Preprocessing / Trim reads with Trimmomatic
Description
This tool performs a variety of trimming tasks for Illumina paired end and single end data.
Parameters
- Adapter set (none, TruSeq2-SE.fa, TruSeq3-SE.fa, TruSeq2-PE.fa, TruSeq3-PE.fa, TruSeq3-PE-2.fa, NexteraPE-PE.fa) [none]
- Adapter clipping parameters (String) []

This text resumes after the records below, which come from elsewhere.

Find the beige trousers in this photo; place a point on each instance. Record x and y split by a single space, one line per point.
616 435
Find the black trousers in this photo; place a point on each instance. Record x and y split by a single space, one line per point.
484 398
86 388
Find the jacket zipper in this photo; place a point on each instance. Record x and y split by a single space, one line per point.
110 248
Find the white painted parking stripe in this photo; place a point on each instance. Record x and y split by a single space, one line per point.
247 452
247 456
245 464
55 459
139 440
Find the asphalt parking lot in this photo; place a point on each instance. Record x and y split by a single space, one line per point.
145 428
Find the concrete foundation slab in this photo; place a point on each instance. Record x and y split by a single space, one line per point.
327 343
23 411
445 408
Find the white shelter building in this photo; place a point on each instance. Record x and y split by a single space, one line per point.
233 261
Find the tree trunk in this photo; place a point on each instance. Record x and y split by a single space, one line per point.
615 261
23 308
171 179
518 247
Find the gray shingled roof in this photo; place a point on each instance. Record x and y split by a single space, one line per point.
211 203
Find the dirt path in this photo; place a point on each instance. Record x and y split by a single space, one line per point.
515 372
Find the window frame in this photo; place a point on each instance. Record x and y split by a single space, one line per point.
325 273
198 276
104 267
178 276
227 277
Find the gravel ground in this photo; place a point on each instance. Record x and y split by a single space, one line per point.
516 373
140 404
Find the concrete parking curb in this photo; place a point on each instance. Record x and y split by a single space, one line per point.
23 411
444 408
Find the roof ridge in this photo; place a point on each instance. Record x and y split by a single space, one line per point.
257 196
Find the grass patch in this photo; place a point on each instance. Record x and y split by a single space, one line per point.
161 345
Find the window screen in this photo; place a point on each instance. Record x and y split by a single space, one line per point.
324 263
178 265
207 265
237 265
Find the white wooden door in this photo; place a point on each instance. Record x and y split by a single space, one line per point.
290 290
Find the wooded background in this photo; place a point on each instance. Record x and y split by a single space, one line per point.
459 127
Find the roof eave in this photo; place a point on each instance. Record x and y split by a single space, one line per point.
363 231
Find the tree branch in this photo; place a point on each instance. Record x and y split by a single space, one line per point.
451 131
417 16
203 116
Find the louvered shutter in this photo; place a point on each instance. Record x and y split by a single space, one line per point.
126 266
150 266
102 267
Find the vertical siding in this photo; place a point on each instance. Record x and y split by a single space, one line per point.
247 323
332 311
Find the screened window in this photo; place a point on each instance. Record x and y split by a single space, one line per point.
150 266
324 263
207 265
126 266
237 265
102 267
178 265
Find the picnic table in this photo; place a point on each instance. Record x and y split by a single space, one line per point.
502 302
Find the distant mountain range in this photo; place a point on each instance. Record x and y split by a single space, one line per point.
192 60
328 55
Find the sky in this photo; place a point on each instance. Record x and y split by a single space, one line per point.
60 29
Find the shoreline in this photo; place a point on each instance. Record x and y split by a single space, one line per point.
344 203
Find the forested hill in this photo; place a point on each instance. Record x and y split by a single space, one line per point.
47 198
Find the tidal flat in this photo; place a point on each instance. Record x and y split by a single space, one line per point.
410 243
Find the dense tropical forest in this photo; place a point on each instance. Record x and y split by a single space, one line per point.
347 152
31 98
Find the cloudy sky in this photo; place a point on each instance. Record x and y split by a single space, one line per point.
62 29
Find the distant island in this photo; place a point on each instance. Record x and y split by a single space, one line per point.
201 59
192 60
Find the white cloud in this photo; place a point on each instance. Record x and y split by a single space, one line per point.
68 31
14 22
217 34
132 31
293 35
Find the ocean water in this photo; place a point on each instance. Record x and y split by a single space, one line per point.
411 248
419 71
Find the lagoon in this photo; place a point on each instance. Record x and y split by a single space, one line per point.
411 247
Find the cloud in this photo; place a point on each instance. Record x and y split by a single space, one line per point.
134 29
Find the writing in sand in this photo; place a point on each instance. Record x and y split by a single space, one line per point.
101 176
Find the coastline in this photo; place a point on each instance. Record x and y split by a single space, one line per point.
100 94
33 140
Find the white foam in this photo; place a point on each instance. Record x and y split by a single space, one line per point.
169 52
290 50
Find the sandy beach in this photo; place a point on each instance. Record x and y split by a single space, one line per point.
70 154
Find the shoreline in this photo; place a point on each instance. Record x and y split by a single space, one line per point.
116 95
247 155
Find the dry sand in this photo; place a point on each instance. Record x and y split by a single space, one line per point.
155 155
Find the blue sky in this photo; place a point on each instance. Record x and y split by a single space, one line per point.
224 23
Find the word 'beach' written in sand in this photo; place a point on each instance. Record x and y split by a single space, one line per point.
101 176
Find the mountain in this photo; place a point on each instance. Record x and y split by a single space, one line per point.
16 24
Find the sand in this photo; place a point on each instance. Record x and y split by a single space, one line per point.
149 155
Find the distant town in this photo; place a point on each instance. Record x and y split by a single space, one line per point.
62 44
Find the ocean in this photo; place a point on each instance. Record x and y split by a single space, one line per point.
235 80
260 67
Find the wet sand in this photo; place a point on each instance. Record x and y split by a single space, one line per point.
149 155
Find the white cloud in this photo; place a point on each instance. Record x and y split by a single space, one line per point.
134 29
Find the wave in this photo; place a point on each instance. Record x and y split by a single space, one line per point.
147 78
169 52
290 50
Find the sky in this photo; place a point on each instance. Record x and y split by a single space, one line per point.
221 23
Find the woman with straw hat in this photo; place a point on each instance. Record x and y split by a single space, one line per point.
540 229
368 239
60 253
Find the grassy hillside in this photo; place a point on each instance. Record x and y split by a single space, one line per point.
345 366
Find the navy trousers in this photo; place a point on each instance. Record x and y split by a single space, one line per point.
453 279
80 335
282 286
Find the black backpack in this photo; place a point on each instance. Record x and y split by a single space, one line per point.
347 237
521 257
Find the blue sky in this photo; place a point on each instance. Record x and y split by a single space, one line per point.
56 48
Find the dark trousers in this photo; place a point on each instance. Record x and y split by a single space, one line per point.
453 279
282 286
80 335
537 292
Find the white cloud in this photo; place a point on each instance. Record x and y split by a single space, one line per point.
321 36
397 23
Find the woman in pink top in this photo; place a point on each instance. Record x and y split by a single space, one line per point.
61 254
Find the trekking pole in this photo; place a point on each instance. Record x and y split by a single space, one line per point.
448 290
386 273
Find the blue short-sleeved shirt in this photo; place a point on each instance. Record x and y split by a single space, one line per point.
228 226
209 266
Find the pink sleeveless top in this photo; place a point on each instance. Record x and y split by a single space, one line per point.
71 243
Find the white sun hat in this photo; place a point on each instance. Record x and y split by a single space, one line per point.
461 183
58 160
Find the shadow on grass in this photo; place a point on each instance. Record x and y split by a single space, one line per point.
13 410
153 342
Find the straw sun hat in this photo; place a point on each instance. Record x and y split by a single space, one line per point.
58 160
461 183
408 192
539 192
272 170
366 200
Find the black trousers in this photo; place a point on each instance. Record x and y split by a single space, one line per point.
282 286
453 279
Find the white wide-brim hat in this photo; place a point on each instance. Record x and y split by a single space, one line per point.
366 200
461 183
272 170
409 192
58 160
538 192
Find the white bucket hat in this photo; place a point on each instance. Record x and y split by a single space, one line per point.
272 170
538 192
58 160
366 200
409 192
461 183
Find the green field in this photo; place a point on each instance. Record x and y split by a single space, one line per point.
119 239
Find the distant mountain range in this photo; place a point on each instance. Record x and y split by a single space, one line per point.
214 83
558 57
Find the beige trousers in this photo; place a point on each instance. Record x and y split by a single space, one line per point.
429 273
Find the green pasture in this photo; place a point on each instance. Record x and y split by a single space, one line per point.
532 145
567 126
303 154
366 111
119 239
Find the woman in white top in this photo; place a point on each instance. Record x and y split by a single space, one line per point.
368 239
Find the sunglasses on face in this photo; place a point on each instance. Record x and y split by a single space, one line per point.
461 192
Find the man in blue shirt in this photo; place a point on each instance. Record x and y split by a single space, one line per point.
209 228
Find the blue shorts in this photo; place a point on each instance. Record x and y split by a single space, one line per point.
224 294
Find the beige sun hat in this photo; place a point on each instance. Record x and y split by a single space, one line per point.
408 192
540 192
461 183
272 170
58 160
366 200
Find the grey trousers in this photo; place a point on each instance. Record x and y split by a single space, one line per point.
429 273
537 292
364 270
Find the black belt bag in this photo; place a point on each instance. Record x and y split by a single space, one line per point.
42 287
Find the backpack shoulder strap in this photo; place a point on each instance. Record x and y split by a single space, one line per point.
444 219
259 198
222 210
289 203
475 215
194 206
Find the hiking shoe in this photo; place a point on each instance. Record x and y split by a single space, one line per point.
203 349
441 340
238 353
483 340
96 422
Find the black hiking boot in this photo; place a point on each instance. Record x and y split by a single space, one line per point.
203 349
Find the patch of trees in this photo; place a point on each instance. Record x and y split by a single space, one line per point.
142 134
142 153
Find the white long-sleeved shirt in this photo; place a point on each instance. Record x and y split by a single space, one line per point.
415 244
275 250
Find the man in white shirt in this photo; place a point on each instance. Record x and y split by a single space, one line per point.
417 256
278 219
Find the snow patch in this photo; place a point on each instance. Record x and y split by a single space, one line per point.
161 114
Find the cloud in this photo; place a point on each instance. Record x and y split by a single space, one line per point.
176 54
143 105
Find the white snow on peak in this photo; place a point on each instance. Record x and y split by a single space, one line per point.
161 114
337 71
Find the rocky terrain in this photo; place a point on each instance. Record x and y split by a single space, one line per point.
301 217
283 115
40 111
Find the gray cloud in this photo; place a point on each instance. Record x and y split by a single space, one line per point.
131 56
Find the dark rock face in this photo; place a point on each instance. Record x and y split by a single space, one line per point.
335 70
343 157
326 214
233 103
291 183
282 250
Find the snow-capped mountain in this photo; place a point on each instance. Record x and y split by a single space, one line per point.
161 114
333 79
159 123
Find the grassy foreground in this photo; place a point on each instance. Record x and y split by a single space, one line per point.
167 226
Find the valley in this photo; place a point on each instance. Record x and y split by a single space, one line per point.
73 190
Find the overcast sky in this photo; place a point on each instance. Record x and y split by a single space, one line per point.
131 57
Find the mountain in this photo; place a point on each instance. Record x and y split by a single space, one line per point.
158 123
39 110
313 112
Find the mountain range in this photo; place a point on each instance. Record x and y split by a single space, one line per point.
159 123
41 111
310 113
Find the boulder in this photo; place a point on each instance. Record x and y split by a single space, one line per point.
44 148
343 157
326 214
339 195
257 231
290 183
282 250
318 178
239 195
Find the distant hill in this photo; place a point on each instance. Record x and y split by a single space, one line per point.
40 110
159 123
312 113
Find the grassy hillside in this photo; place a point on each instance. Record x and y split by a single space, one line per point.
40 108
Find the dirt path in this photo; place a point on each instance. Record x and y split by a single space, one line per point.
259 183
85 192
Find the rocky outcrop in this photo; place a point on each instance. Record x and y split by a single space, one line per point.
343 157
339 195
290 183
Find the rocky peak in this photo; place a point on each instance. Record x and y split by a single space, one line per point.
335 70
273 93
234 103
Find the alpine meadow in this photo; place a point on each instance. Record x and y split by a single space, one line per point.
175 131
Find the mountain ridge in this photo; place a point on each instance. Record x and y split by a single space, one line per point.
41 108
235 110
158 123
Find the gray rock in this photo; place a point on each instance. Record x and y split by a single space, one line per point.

- Quality scale used in the fastq file (phred33, phred64) [phred33]
- Minumum quality to keep a leading base (Integer) []
- Minumum quality to keep a trailing base (Integer) []
- Number of bases to keep from the start (Integer) []
- Number of bases to remove from the start (Integer) []
- Sliding window trimming parameters (String) []
- Adaptive quality trimming parameters (String) []
- Minimum average quality of reads to keep (Integer) []
- Minimum length of reads to keep (Integer) []
- Write a log file (yes, no) [yes]
Details
Only the trimming steps with user specified parameters are performed. The steps with empty parameters are skipped. The steps are performed in following order:
- Adapter clipping (ILLUMINACLIP)
- Trim leading bases by quality (LEADING)
- Trim trailing bases by quality (TRAILING)
- Number of bases to keep from the start (CROP)
- Number of bases to remove from the start (HEADCROP)
- Sliding window trimming (SLIDINGWINDOW)
- Adaptive quality trimming (MAXINFO)
- Minimum average quality of reads to keep (AVGQUAL)
- Minimum length of reads to keep (MINLEN)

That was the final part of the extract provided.